シロフワさんは、俺が動くの合わせてくれ……相棒♪」
俺は、シロフワさんに向かって親指を突き上げる。
シロフワさんは、俺の頭付近に移動してきて、軽く閃光した。
「…………」
ケイゴは、黙々と荷物を出しては雑巾で拭き、出しては拭きを繰り返していく。
「…………」
……重い荷物を持つ時は、手で持ち上げるんじゃなくて……腰を落とし腕を固定して、持ち上げるのと一緒に立つ……引越し業者さんとかが使う高等テクニックだ!
……ふっ! 俺はマスターしたぜ?
「……ふ……ふふふ……」
ケイゴは、ニヤける……キモブサさパワフル!
その後も、ニヤけたり、笑ったり、歌ったり、シロフワさんに話しかけたりを繰り返しながら荷物を出していった。

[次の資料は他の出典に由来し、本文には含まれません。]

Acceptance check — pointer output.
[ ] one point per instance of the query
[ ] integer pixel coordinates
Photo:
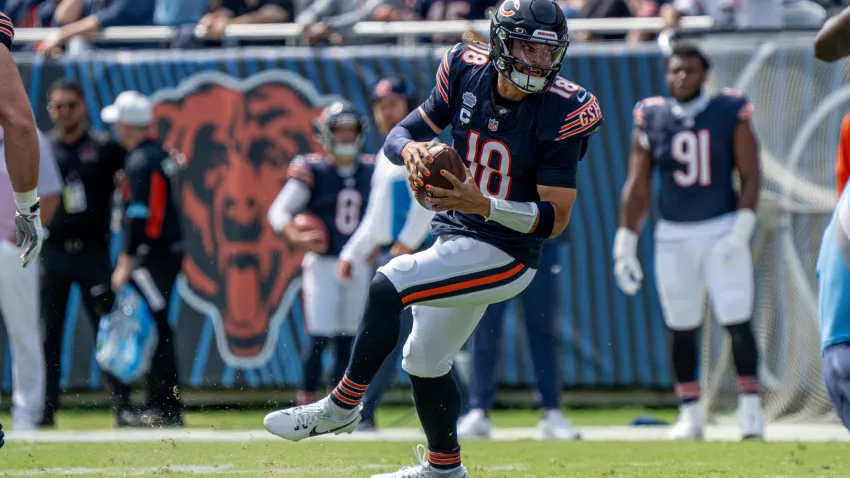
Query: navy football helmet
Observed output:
(337, 115)
(528, 41)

「……怖……この人凄い怖いんだけど……なんで私が怖がらされてるの?」
誰かが、さっきから気持ち悪いデブな男を怖がっていた……
……倉庫の扉に寄っ掛かりながら……
ガタッ!
「………ん?」
ケイゴは、倉庫の扉により、落ちたものを拾った。
「……やべっ! このことは内緒にしとこ……壊れてないし……壊れてたら流石に言うけどね……後が怖いから」
「……私見てますけど?」
「……まだまだあるわーおわんねーよコレ」
「…………」
「……シロフワさん! 俺やれるだろうか!」
「……魔法に話しかけるとか、おかしいと思わないの?」
「……ありがとよ! 任せろ!」
「……都合よく解釈してるだけじゃない……なんか見てるとあんた……かわいそうだわ」
「……掃除ってこんな楽しかったっけ? 多少なりとも綺麗になってくると嬉しいわ〜」
「……まだ物出してるだけじゃない……全くもって綺麗にはなってないわよ?」
「…………」
「…………」
「……今回の掃除には……人生かけてますわ」
「……ふ〜ん……ようやく私を消しにくるってわけね……」
「……俺には恩返ししたい人がいるからさ……」
「…………」
「……でもさぁ……この前怒らせちゃったんだよ……」
「…………」
「……言う事聞かなかった俺が全面的に悪いんだよね……」
「……ふ〜ん」
「……俺強くなりたい……タプが欲しい……冒険者になって……俺は……
……盾士になる!」
「……ッ!?」
誰かが、ケイゴをびっくりした顔で見る。
「……パラ魔ちゃんに言われたからなぁ……魔法使えないのに魔導士になるなって……一緒の職業が嫌なのが本音だろうけどさ……」
「…………」
「……盾士になれば強くなれるかな?」
「……なれるわけ無いわ……貴方なんかに……」
「……俺はみんなを守れるような盾士になりて〜かっこいいじゃん……
……その程度の攻撃など……俺の盾の前では無力だ! なんてな♪」
「…………」
「……俺は、恩返しする為に……このライトセルを守る……
……最強の盾士になってやるぜ!」
「……ッ!? ……最強の……盾士……
……お前なんかに……アンタみたいな……
……ただ太ってる男がぁ!! 盾士になれるわけないでしょ!!」
ケイゴが運んだ大きめの箱が浮かぶ。
「……えっ!? う、浮いて……うおわぁーーー」
大きめの箱がケイゴにぶつかってきてケイゴは、部屋の奥に物などをなぎ倒しながら吹っ飛ぶ。
バァーン!! ガラガラッ! ダンッ! ドンッ!
「……いっでーー!! うぅ……」
ケイゴは、背中に色々な物がぶつかって1番奥に壁に寄りかかるような体制だった。
「……何が……物が……浮いて……ぶつかってきて……」
ケイゴの元にシロフワさんが寄ってきて肩に乗る。
「……シロフワさん……も、物が……ううう、浮いて……」
ケイゴは、背中などが痛いのだが、それよりも今起きた現象に、恐怖がまさり変な汗を流し始める。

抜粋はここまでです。